Ayant l’occasion de voyager pour son travail dans différents pays latino-américains, Clara Baez a pris conscience de la force et de la vitalité des femmes de son pays, ce
qu’elle n’a pu retrouver qu’au Brésil. « On est des gens très bruyants, curieux, extravertis, c’est très difficile d’avoir une vie privée »
, constate Clara qui partage
sa vie avec sa petite fille. Etre chef de famille monoparentale n’est certes pas une situation « normale » pour une Dominicaine, car 50% se marient avant l’âge de 20 ans et, à
25 ans, le taux grimpe à 80% . Le pays, dont 60% de la population est citadine, applique une politique de contrôle des naissances depuis trente ans. La stérilisation est le
principal moyen de contraception : on estime qu’environ deux tiers des femmes sont stérilisées, de plus en plus jeunes, après la venue du deuxième enfant. L’intervention
chirurgicale a été longtemps gratuite; les femmes doivent maintenant payer une partie du coût.
Le père ne participe pas à l’éducation des enfants ni aux tâches ménagères qui sont confiées aux filles exclusivement ou à des domestiques dans les classes moyennes. Qu’un
garçon fasse des travaux de maison est très mal vu : on croit que cela peut jouer sur son orientation sexuelle… Clara Baez a cependant pu observer un désir de changement
chez les mères qui insistent davantage pour que leurs garçons leur donnent un coup de main. Elle-même se rappelle s’être débattue fortement auprès de sa mère pour ne pas se
soumettre à cette tradition. Même si elle a toujours autant horreur des tâches ménagères, elle avoue que parfois elle aimerait prendre plaisir à cuisiner.

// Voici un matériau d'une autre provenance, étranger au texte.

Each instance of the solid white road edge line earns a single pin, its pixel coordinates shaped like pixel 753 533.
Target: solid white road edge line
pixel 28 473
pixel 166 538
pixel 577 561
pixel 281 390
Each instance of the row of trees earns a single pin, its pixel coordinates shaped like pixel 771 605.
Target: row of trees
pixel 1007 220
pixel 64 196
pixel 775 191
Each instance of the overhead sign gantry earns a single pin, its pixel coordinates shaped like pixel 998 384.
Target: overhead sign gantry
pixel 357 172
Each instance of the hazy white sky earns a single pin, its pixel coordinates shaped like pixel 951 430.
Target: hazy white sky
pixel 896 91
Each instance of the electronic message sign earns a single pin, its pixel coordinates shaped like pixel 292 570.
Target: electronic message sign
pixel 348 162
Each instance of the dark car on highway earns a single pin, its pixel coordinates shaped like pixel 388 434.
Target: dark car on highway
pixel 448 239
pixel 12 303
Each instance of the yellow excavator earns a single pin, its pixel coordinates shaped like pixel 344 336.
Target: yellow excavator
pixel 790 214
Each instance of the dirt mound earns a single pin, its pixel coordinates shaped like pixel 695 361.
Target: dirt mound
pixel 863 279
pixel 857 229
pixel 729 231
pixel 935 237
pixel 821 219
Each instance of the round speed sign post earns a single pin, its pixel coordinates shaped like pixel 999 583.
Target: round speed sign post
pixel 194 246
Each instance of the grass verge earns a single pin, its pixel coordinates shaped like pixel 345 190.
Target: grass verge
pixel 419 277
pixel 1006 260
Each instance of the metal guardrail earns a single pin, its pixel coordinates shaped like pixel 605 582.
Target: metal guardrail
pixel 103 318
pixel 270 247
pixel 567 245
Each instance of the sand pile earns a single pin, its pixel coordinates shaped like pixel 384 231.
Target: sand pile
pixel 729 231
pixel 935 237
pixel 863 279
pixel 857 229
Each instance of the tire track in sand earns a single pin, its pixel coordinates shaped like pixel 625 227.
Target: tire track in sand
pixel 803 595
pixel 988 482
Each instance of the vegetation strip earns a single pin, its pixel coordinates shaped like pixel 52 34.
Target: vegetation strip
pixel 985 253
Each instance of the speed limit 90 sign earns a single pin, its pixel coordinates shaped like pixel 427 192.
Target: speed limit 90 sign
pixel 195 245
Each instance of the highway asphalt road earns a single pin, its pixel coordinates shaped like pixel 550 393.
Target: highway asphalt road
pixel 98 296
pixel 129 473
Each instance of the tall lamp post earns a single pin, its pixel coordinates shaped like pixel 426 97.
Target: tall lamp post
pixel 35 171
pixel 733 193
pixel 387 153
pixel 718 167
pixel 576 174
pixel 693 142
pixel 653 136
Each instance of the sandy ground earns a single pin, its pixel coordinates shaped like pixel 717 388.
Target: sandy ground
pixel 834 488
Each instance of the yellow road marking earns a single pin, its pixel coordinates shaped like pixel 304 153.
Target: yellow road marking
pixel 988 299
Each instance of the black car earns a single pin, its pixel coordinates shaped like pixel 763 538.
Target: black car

Dans les villes, dans les campagnes, le quotidien des Dominicaines de toutes conditions est désormais une réalité ouverte sur le changement
Le tourisme, un apartheid
La République dominicaine est aujourd’hui le principal pôle touristique des Caraïbes, ayant supplanté le Mexique par des tarifs très compétitifs. Mais pour cela, le
gouvernement a dévalué sa propre monnaie : le dollar américain vaut 13 pesos aujourd’hui, alors qu’il y a une dizaine d’années les deux devises étaient presque d’équivalente
valeur. Le tourisme est le volet économique le plus important du pays, mais la majorité des profits réalisés restent aux mains des entreprises privées. Entre 1970 et 1990, 26
000 emplois ont été créés dans ce domaine, mais très peu sont occupés par des femmes.
« En réalité, souligne Clara Baez, le tourisme n’a pas changé grand-chose pour la population. C’est l’apartheid physique et économique. Les touristes n’ont pas de
contact avec les gens de la place et nous ne pouvons fréquenter les endroits où ils vont. Nous n’avons pas les moyens de nous payer ça »
. Les retombées ne se manifestent
pas toujours de la façon la plus souhaitable : tourisme et prostitution font souvent de bonnes affaires ensemble. Selon Clara Baez, on a établi une carte des zones
touristiques du pays dans lesquelles on retrouve aussi les zones de sida.